L'équipe a réalisé une enquête sur le milieu des convoyeurs. Sur ceux qui ont vu le film, leur réactions ont été d'apprécier le réalisme concernant la nature du travail, les attaques (surtout au niveau du son), et d'être surpris par les réactions violentes des personnages. Cependant, le contexte, avec un dépôt de bilan proche, leur paraissait pouvoir justifier l'état de tension des agents en question. Le réalisateur ajoute alors que ce métier difficile, mal payé, devait forcément donner un film terrible. C'aurait été la même chose si on représentait la réalité du travail de médecin de nuit, loin de la série Urgences, et des clichés de la télé.
Il confirme que le film ne lorgne pas du côté des polars américains, mais fait plutôt référence à des films français, comme ceux d'Alain Corneau. Ce type d'œuvre est cependant difficile à produire. Et ce fut le cas ici grâce à un producteur audacieux, qui avait déjà commis Irreversible ou Sang Neuf, qui sortira en juin 2004. Il fallait éviter avec Le Convoyeur, un facile plongeon dans l'ultra violence stylisée à la John Woo, car ici les personnages ne sont pas des super-héros. Tout cela se passe dans la tête de Dupontel, au milieu d'un ensemble d'hommes fantômes.
Dupontel a eu connaissance du rôle par le scénario. Et il avoue s'être fait piéger jusqu'à la page 45, ou le secret est dévoilé. Son personnage lui est alors apparu très humain. Son mobil était très émouvant. Ce qui l'intéresse dans ce rôle, c'est l'aspect ambiguë du personnage, comme n'importe qui, loin des stéréotypes attendus. Boukhrief ajoute que les raisons de la motivation du personnage étaient situées au début du scénario initial. Du coup, on ne découvrait les convoyeurs qu'au bout de 30 pages. Il a alors décidé de supprimer ces pages, et de faire des braqueurs, des hommes les plus abstraits possibles.

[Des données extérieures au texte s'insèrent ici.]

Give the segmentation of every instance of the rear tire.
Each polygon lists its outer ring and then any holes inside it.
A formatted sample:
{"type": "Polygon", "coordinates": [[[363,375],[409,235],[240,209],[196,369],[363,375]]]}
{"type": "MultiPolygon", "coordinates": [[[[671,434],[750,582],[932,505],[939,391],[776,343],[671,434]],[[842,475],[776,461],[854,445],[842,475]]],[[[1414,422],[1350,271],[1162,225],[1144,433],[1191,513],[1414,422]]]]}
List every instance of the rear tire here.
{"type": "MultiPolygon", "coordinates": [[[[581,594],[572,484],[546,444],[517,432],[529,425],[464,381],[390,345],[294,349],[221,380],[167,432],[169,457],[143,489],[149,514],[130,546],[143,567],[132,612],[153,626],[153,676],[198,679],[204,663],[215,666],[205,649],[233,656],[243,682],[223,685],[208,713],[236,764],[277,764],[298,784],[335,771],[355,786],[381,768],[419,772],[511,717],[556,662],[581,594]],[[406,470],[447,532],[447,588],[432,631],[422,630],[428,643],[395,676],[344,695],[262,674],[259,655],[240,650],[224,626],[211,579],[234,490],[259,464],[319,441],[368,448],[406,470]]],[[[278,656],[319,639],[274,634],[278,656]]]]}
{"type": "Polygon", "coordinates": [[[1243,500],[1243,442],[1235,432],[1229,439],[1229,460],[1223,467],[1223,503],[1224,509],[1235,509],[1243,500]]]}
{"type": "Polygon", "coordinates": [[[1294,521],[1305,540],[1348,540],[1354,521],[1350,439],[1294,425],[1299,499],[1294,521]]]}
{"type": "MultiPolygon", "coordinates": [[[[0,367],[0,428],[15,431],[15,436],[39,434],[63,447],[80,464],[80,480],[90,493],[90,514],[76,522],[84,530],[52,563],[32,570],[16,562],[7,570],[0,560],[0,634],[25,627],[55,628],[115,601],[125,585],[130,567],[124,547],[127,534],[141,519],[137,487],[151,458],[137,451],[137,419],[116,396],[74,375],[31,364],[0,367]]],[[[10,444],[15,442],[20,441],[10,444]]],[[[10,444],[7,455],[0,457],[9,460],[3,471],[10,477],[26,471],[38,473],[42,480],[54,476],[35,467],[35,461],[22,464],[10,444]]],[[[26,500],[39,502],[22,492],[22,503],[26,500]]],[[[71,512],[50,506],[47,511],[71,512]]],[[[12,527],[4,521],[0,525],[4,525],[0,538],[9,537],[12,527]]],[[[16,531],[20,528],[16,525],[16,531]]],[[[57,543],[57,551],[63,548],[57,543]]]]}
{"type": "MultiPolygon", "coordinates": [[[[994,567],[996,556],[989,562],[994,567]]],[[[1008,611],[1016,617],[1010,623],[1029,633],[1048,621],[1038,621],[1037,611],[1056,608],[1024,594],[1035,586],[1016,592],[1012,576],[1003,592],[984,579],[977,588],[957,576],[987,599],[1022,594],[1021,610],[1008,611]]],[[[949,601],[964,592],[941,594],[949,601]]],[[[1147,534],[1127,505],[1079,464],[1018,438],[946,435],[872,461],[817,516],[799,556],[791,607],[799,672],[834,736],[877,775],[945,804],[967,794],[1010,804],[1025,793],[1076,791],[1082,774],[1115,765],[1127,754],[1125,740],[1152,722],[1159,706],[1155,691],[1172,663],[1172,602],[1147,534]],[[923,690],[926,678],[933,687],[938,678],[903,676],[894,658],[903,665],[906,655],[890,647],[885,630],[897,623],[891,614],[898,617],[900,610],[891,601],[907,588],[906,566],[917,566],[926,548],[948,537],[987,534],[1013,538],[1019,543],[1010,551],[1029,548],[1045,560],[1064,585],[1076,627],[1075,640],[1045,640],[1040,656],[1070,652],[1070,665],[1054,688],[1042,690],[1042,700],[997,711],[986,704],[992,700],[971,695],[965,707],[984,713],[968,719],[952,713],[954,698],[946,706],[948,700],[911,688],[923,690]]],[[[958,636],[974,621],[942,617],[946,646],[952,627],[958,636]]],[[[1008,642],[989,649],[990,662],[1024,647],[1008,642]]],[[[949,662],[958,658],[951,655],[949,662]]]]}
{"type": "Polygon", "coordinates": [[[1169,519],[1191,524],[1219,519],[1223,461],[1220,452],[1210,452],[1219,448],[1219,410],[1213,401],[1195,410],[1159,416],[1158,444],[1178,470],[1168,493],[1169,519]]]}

Pour Dupontel, son personnages n'est pas antipathique. Il fallait que l'on sente qu'il a un secret, sans deviner lequel. Ce qui est intéressant dans le film, c'est que le public se pose les mêmes questions que les convoyeurs sur ce personnage mystérieux. Sa musculature a permis de montrer sa force par un autre biais que de simples bagarres. C'est un peu un mort vivant, qui doit faire face à trois femmes, qui sont un peu son passé (sa femme), son présent (Claude Perron), et son futur possible (Aura Atika). Mais il refuse en fait toutes les pistes affectives qui lui sont offertes.
Les autres personnages sont différents. Pour Jean Dujardin, utilisé à contre emploi, c'était l'occasion de montrer qu'il pouvait jouer autre chose de Loulou. C'était une occasion de sortir de ses habitudes. Enfin, pour François Berléand, c'était l'occasion, loin des méchants cérébraux, de jouer un « bas du front », une grosse brute. Et Nicolas Boukhrief d'ajouter qu'il s'agissait là d'une demande de sa part.